Have you ever clustered a collection of texts and wondered what predominant topics underlie each group? How can you pinpoint the essence of each cluster comprising of large volume of words? Is there a way to succinctly represent the core topic of each cluster using Python? Text clustering is a powerful technique in natural language processing (NLP) that groups documents into clusters based on their content. Once you’ve clustered your data, a natural follow-up question arises: “What are these clusters about?” In this article, we’ll discuss two different methods to find the dominant topics of text clusters using Python. Meanwhile, check out my post on text clustering – Text Clustering Python Examples – Steps, Algorithms.
We will look into the following two techniques for finding the topics of the text clusters:
- Finding topics using text aggregation and keywords extraction
- Finding topics by summing TF-IDF Scores by clusters
Creating Text Clusters using K-Means
Before getting into techniques for finding the topics, lets create text clusters for a bunch of documents (customer_complaints_1.csv) using K-Means Algorithm
import pandas as pd
from sklearn.feature_extraction.text import TfidfVectorizer
from sklearn.decomposition import PCA
from sklearn.cluster import KMeans
import matplotlib.pyplot as plt
# Load the data again (Google Collab)
df = pd.read_csv('/content/customer_complaints_1.csv')
# Create TF-IDF embeddings
tfidf_vectorizer = TfidfVectorizer(max_df=0.85, max_features=1000, stop_words='english')
tfidf_matrix = tfidf_vectorizer.fit_transform(df['text'])
# Reduce dimensionality using PCA
pca = PCA(n_components=2)
reduced_tfidf = pca.fit_transform(tfidf_matrix.toarray())
# Cluster using KMeans with 3 clusters (as determined previously)
kmeans = KMeans(n_clusters=3, random_state=42)
clusters = kmeans.fit_predict(reduced_tfidf)
# Plot the clusters
plt.figure(figsize=(10, 6))
plt.scatter(reduced_tfidf[:, 0], reduced_tfidf[:, 1], c=clusters, cmap='rainbow')
plt.scatter(kmeans.cluster_centers_[:, 0], kmeans.cluster_centers_[:, 1], s=200, c='black', marker='X', label='Centroids')
plt.xlabel('PCA Component 1')
plt.ylabel('PCA Component 2')
plt.title('Clusters of Customer Complaints')
plt.legend()
plt.grid(True)
plt.show()
The above code will cluster the text (19 rows in the file) in three different clusters as shown below. You can find the code related to Elbow method in this blog – Text Clustering Python Examples to arrive at K = 3.
Now that we have created text clusters, lets find the topics for these clusters.

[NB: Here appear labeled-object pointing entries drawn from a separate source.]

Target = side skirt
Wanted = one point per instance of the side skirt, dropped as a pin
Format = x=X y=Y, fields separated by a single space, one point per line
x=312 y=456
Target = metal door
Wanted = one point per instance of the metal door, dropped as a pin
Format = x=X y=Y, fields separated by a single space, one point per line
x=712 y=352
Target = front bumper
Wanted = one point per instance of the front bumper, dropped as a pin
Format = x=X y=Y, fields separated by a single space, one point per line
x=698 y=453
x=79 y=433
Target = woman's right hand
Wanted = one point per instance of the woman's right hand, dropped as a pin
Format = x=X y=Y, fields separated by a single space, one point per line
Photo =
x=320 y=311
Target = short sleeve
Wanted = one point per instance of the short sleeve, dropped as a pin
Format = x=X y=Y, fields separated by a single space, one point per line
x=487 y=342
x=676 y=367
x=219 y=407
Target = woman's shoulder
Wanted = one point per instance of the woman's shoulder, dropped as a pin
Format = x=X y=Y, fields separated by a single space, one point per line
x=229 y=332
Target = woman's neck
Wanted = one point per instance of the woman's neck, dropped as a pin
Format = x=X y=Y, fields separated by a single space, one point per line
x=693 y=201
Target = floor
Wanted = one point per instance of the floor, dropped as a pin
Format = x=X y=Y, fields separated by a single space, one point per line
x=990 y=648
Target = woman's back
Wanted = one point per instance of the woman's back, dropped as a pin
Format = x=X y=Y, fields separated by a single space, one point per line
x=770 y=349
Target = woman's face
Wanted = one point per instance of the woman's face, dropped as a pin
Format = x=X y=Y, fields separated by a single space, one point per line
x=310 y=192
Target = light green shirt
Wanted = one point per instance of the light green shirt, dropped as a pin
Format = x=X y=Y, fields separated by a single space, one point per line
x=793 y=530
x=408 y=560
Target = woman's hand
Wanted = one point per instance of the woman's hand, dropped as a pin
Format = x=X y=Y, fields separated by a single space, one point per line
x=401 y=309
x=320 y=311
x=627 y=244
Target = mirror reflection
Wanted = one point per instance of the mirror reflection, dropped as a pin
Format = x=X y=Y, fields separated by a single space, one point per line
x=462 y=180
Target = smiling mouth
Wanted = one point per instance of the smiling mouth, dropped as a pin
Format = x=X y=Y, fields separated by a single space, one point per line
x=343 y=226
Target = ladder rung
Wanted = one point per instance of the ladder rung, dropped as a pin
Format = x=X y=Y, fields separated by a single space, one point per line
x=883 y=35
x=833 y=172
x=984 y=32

Finding Topics using Text Aggregation & Keywords Extraction: Python Example
One of the simplest and most intuitive ways to find out the dominant topic of a text cluster is to aggregate all the texts within the cluster and then extract the most frequent terms or keywords. Here are the steps:
- Text Aggregation: Combine or concatenate all the texts (in our case, customer complaints) within each cluster into a single text.
- Keyword Extraction: From this aggregated text, identify and extract the most frequent terms or keywords. Tools like the Python Counter class or TF-IDF vectorization can assist in this.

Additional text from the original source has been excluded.